Where knowledge is wealth

‘Hola! Como estas’ is now a  popular greeting around the world. Technical and vocational skills aren’t enough to stay competitive. Language skills empower an individual and equip him/her with a cultural pluralism of sorts. Language introduces culture, history, music, art and many more nuances of a country and its people to the non-native speaker.

Gautam V, a student from MS Ramaiah College of Engineering, says he has never been great at learning languages but made an effort to learn German in 2008, simply because he thought it would be interesting to learn about another country, its literature and its people.

“I continued my course in the German language until I completed three of six levels at the Max Mueller Bhavan in Indiranagar, Bangalore. Learning language matters because it can bridge the gap in communication across cultures,” he says.

Many youngsters are taking to learning languages, such as German, Spanish or Chinese, and more institutes are beginning to offer language courses.

Meena Seshadri, a software consultant at CGI, Bangalore, says she chose to learn Spanish. “What began as a hobby quickly turned into an asset which proved to be of great use to me on several occasions. Business and technology consulting, translating documents and travel to Spanish-speaking nations are now a breeze. Language is no longer a stumbling block,” she says.

“Language encourages critical understanding of culture and human nature, develops the intellect and increases respect for one’s own dialect. Learning a foreign language can help the youth contribute to their country’s economic development and national security. Job opportunities increase and one’s horizons widen,” she adds.

Chitra Phalguni, who studied German at the Karnataka Theological Society, Mangalore, for two years, says: “The most common question I encountered was why learn a foreign language. I had no answer. Opportunities in a foreign land did not entice me. All I could say was I wanted to learn a foreign language for the experience. And French, the most popular option, was not available in Mangalore at that time.” According to her, the lessons were both difficult and fun. “The teachers would speak in German, and later encourage us too to do so,” she adds. Now, Chitra can read the language.
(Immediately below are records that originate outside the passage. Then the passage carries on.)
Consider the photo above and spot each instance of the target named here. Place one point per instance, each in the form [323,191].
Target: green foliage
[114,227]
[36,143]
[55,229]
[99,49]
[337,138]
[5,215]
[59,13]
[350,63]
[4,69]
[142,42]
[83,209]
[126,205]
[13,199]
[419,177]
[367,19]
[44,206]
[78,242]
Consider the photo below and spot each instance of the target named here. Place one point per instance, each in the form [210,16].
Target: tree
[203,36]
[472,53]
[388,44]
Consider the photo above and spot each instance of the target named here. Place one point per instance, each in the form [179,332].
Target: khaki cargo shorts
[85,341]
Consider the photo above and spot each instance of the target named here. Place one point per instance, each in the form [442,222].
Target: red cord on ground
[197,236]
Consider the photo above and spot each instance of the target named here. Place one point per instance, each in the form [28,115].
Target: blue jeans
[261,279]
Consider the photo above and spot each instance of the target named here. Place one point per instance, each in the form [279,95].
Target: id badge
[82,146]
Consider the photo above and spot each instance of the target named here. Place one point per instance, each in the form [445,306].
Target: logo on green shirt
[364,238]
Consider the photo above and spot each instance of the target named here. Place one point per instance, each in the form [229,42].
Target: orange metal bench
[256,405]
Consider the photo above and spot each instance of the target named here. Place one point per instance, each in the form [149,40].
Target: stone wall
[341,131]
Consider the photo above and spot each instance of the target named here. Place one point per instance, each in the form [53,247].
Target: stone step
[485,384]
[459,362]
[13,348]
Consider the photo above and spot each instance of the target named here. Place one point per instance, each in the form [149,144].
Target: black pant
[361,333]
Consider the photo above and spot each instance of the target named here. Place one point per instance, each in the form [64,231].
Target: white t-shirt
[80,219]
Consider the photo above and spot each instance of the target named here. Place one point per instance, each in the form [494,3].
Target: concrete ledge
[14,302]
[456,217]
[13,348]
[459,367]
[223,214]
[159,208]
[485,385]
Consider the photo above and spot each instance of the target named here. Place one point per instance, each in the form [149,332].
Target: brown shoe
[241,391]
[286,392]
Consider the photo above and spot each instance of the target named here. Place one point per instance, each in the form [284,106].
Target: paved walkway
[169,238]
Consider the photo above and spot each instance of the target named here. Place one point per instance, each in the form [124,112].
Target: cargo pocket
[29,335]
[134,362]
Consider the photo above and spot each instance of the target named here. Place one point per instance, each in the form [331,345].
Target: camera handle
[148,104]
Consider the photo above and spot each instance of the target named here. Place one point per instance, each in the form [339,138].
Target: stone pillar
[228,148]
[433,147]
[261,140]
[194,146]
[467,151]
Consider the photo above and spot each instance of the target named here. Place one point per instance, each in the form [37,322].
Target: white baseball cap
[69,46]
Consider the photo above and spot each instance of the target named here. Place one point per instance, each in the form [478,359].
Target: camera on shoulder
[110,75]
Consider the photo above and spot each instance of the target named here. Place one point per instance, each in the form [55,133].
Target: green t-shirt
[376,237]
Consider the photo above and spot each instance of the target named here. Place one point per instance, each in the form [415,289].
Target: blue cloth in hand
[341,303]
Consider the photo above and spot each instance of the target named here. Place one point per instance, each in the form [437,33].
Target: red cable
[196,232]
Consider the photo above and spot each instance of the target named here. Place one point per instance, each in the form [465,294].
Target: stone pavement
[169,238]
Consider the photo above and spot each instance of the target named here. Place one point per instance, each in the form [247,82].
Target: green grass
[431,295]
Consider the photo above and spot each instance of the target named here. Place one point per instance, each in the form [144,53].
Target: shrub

‘Learn business etiquette too’

Shivani Gopalkrishna, a research student at IIM Bangalore, has learnt Japanese, which proved to be a very useful skill in her previous job. In this first-person account, she shares her language-learning experience.

I inherited my interest for Japanese from my father, a Japan enthusiast. As a child I was enthralled by the accounts of his work in Japan, and with the stationery and comics he would bring back for me. In college when I had the opportunity to study a foreign language I chose Japanese.

My interest deepened as the course progressed. I wanted to improve my language skills, so I decided to apply to graduate school in Tokyo for a master’s in International Relations.

In the two years of the programme, my focus shifted from cultural studies to economic ties between Japan and India. After graduating I returned to Bangalore and worked at a Japanese trade office called the Japan External Trade Organisation (JETRO). JETRO promotes trade and investment between Japan and other countries.

In addition to knowing the grammar and vocabulary of the language, understanding the cultural etiquette is very important to communicate effectively in Japanese. During my time in Japan I learnt some of the nuances of Japanese culture. This helped me immensely.

Japan has a large number of world class companies in sectors ranging from automobiles (Toyota, Honda, Nissan) and heavy machinery (Mitsubishi Heavy Industries, Komatsu) to advertising (Dentsu), food packaging (Nissin), electronics (Toshiba, Sharp, Hitachi) and telecom (NTT Docomo). Many of these companies are keen on expanding their presence in India.

Knowing the language and business etiquette is sure to enhance a candidate’s job prospects in these companies as well as in Indian companies that are keen on expanding operations in Japan or that have joint ventures with Japanese firms.